María Corina Machado afirma que o presidente Nicolás Maduro não tem mecanismos legais para impedir a transição política no país, mas que pode tentar fazê-lo à força

Maria Corina Machado, política venezuelana (Miguel Gutierrez/AFP/VEJA)
Maria Corina Machado, política venezuelana (Miguel Gutierrez/AFP/VEJA)

Por: Diogo Schelp, de Caracas
VEJA.com

A ex-deputada venezuelana María Corina Machado teve o seu mandato cassado, em rito sumário, sem votação dos pares ou direito a defesa, e foi impedida de se candidatar na eleição deste domingo, 6, na Venezuela, vencida pela oposição. Apesar disso, Corina continua sendo uma voz influente entre aquelas que se opõem ao chavismo. Ela concedeu a seguinte entrevista nesta quarta-feira (9/12):

A oposição, com o mandato popular que recebeu para a Assembleia Nacional, deve trabalhar para a convocação de um referendo revogatório, para destituir Maduro da Presidência?

MARÍA CORINA: A Venezuela não votou por uma mudança de cor ou de rostos, mas por uma mudança de modelo político, de valores, de regime. E o comportamento dos últimos dias de Maduro mostra que ele não entende o que o país quer. Estamos às portas de uma crise humanitária. As reformas econômicas de que o país precisa são tão profundas e institucionais que exigem um grande acordo nacional, desde já acompanhadas de reformas políticas. A Venezuela vive uma situação de urgência. E o regime não consegue entender que foi isso que aconteceu no domingo. O próprio Maduro e seu regime fizeram das eleições um plebiscito. Não foi iniciativa da oposição. E a figura que usaram foi a de Chávez. Não de Maduro. Você viajava pelo país e tudo o que se via em toda parte era a imagem de Chávez. De modo que não foi um voto apenas contra Maduro. Foi contra o sistema, contra o modelo que durante 17 anos destruiu o país. Por isso a transição para a democracia é inadiável. A Assembleia pode iniciar processos muito importantes, por exemplo na recuperação da institucionalidade dos poderes públicos. Muitos dos que estão à frente dos poderes públicos foram nomeados contrariando o procedimento constitucional. A questão não é destituí-los, é desfazer essas nomeações inconstitucionais. A Assembleia também pode legislar em temas fundamentais, com efeitos econômicos e sociais positivos. O que a Venezuela clama, hoje, é por uma mudança que transcenda a Assembleia Nacional e inclua o Poder Executivo.
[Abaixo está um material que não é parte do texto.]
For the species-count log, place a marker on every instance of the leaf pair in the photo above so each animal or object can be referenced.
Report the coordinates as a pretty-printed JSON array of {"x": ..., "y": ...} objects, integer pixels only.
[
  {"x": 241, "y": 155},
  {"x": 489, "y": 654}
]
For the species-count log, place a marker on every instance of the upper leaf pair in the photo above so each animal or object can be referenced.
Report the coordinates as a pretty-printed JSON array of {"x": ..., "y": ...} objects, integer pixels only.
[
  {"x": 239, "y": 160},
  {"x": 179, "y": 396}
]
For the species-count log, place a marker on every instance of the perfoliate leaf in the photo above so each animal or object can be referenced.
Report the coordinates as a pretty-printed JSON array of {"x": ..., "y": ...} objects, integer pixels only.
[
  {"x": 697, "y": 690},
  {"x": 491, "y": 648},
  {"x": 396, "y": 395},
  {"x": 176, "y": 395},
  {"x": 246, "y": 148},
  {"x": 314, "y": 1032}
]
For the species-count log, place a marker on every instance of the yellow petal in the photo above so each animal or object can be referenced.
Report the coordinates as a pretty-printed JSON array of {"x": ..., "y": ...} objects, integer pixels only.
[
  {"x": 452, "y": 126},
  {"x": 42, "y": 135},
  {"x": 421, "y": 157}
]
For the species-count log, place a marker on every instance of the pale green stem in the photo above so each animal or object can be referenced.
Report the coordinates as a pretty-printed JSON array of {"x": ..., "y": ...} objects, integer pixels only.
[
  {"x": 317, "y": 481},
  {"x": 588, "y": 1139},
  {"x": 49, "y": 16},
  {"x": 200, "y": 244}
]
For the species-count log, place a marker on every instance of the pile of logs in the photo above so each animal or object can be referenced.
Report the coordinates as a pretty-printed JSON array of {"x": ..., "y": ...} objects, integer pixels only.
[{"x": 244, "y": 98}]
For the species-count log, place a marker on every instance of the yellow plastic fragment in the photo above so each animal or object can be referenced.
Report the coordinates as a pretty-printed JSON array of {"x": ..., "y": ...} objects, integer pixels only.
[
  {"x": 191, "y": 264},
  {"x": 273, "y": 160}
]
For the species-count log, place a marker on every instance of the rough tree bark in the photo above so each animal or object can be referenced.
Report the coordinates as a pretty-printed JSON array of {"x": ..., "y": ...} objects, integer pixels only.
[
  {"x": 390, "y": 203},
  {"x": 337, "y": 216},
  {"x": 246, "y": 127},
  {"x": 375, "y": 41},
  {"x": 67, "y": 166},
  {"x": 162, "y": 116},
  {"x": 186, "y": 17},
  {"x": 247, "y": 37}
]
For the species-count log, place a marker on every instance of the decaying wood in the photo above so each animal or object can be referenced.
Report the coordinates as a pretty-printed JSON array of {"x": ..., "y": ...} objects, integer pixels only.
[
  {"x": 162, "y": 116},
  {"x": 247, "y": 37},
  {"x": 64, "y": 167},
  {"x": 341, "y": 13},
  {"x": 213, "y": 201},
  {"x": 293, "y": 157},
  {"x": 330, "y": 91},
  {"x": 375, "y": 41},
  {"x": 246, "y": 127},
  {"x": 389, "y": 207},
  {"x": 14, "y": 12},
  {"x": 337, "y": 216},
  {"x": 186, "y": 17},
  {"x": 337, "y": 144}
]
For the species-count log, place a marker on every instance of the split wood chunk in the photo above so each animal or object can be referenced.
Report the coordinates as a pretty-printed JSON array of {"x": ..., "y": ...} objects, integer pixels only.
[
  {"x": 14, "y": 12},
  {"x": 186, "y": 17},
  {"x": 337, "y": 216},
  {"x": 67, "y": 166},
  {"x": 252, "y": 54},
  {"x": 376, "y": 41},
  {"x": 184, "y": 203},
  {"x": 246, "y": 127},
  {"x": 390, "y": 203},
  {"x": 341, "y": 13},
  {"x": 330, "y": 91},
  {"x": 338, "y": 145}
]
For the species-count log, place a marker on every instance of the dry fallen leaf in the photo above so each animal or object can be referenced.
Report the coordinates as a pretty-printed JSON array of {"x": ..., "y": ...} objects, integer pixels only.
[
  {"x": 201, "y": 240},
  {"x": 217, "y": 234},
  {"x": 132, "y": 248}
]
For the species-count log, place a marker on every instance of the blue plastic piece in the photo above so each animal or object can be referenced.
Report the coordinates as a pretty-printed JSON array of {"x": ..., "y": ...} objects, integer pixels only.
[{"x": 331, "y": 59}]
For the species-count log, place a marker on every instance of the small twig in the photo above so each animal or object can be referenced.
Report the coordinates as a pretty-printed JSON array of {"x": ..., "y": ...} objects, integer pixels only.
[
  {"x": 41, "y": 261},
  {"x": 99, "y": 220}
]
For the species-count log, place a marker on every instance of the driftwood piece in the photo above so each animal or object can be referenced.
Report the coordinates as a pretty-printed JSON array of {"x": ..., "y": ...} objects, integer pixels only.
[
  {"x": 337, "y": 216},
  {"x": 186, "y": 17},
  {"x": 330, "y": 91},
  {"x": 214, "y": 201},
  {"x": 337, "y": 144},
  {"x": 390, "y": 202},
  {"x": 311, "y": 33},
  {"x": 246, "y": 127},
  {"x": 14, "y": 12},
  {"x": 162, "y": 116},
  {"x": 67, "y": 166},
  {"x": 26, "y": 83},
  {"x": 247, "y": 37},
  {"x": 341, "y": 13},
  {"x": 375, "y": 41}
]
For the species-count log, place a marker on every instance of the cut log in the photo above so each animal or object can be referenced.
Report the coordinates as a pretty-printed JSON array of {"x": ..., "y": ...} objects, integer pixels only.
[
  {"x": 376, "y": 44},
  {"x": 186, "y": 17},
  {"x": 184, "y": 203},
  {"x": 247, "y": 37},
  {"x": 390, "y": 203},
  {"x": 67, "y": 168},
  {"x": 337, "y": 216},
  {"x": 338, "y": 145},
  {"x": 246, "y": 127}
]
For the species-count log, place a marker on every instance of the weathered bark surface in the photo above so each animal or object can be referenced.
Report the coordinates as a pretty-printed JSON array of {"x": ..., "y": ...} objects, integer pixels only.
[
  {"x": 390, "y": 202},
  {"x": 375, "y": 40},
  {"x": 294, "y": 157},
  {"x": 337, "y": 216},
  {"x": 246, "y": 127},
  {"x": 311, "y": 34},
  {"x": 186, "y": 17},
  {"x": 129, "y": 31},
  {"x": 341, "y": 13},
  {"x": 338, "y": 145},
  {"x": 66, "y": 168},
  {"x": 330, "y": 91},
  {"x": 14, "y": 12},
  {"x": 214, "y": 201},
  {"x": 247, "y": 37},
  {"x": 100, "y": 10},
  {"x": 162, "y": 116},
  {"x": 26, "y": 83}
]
Quais vão ser os mecanismos para isso? Há muitos. Há o referendo, há a possibilidade de se convocar a Assembleia Constituinte. Eu, particularmente, tenho insistido que o mecanismo menos traumático para o país, que dará mais estabilidade, é um processo de transição que parta da iniciativa do próprio Maduro. Defendo que ele reconheça que perdeu, que foi derrotado nesse plebiscito e que pelo bem da Venezuela e por seu próprio bem saia pela via da renúncia.

Maduro já disse que vai utilizar o Tribunal Supremo de Justiça (TSJ), que é controlado pelo chavismo, para evitar que a Assembleia faça qualquer mudança. O que a oposição pode fazer para evitar que ele crie esse impasse?

Lembre-se que a maioria da Sala Constitucional (o TSJ é divido em seis “salas” especializadas, com diferentes atribuições) está para ser nomeada agora pela Assembleia que está de saída. Um parlamento moribundo, que se encerra em menos de um mês, não pode contestar a legitimidade de uma nova Assembleia, criando condições para emperrar sua atuação. No mundo inteiro isso é inconcebível. Além disso, nomear esses magistrados sem a maioria qualificada viola a constituição. Portanto, são atos de nulidade absoluta. Uma nova Assembleia pode simplesmente revogar essas nomeações, porque são absolutamente inconstitucionais. Institucionalmente, Maduro não tem os mecanismos para impedir que essa transição avance. Que ele o faça à força, isso é algo que provavelmente considera, mas que nem a Venezuela, nem os venezuelanos, nem o mundo democrático vai aceitar.

No dia das eleições, o ministro da Defesa foi à TV dizer que as forças armadas não permitiriam atos de violência após a divulgação dos resultados, o que foi compreendido como uma posição de aceitar os resultados. Isso é um sinal de que Maduro terá dificuldade para usar a força contra as decisões da Assembleia?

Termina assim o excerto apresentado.